Police and agents from the immigration bureau and the Securities and Exchange Commission raided an office where the group operated in Manila's financial district of Makati city, said Chief Superintendent Nestorio Gualberto, head of the national police Criminal Investigation and Detection Group.
Gualberto said the group, which includes Americans, Canadians and Britons, allegedly sold non-existing stocks. He gave no other details.
Jose Gutierrez, chief of the southern police district office, said the arrests of the officers and staff of the Goldberg and Partners Inc. followed six months of surveillance.
Gualberto said the group was engaged in a "boiler room" operation similar to another one busted July 11, the Evergreen Consulting Corp/AEC Ventures Inc., which had been in business for a year, selling financial instruments using high-pressure telephone tactics.
Police then arrested one Filipino and 14 foreigners, including Americans, Britons, a Canadian and an Australian.
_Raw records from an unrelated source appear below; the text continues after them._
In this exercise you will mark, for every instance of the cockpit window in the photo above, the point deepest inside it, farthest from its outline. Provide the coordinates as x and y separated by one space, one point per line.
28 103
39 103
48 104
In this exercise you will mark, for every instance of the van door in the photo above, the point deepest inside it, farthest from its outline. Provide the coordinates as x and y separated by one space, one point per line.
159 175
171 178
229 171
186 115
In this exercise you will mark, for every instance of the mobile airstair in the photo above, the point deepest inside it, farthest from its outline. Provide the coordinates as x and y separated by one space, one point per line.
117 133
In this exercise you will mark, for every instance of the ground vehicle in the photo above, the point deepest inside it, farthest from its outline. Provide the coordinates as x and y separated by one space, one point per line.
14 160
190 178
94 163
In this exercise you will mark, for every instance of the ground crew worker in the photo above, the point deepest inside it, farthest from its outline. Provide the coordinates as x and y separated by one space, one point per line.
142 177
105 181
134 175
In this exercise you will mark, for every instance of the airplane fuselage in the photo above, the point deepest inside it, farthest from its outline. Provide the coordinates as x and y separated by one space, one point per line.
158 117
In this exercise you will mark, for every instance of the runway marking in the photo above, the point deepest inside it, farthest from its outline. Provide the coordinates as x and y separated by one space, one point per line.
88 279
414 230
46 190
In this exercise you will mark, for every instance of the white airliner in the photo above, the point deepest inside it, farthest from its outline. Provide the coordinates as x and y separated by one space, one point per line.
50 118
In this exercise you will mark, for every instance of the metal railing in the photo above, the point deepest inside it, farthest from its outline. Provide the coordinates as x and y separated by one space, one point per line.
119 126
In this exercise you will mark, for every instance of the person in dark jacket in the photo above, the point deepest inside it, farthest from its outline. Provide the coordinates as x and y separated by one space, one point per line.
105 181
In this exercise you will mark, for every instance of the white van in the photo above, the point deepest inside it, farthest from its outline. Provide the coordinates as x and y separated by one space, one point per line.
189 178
The National Bureau of Investigation said it estimates there are about 150 "boiler rooms" operating in the Philippines.
In February, police raided another boiler room, also in Makati, arresting 14 foreigners on suspected fraudulent stock sales.
The identities of those arrested Tuesday were not immediately released by police.
In a related development in Bangkok, at least 63 of the 80 foreigners arrested in raids last week on "boiler room" stock trading companies would be deported Tuesday, a senior Thailand immigration officer said.
Most of the others are expected to be deported from Thailand within a few days, police Lt. Col. Thira Osathanond of the Immigration Department said.
Police last Thursday raided two securities firms allegedly involved in stock fraud - the Brinton Group and Benson Dupont Capital Management.
The Australian and Irish bosses of the two firms were still in detention. Police have said they would be charged with setting up an illegal securities firm and face up to five years in jail.
Seventy-eight lower-level employees have been fined for working without work permits. They allegedly made high-pressure sales pitches over the phone to convince would-be investors in Australia and New Zealand to purchase shares in shaky or nonexistent companies.
Police couldn't give full details about the nationalities of the foreigners to be deported Tuesday.
Those fined for working without permits included 8 Americans, 32 Britons, 5 Canadians, 10 Irish, 9 Australians, 6 Filipinos, 2 Singaporeans, a New Zealander, a Malaysian, a Spaniard, an Indian, a Myanmar citizen and a Jamaican.
Thai authorities have warned that 21 other "boiler room" companies are operating in Bangkok. Such scams have reportedly drifted from America and Europe into Asia and were now operating in Thailand, the Philippines and Hong Kong.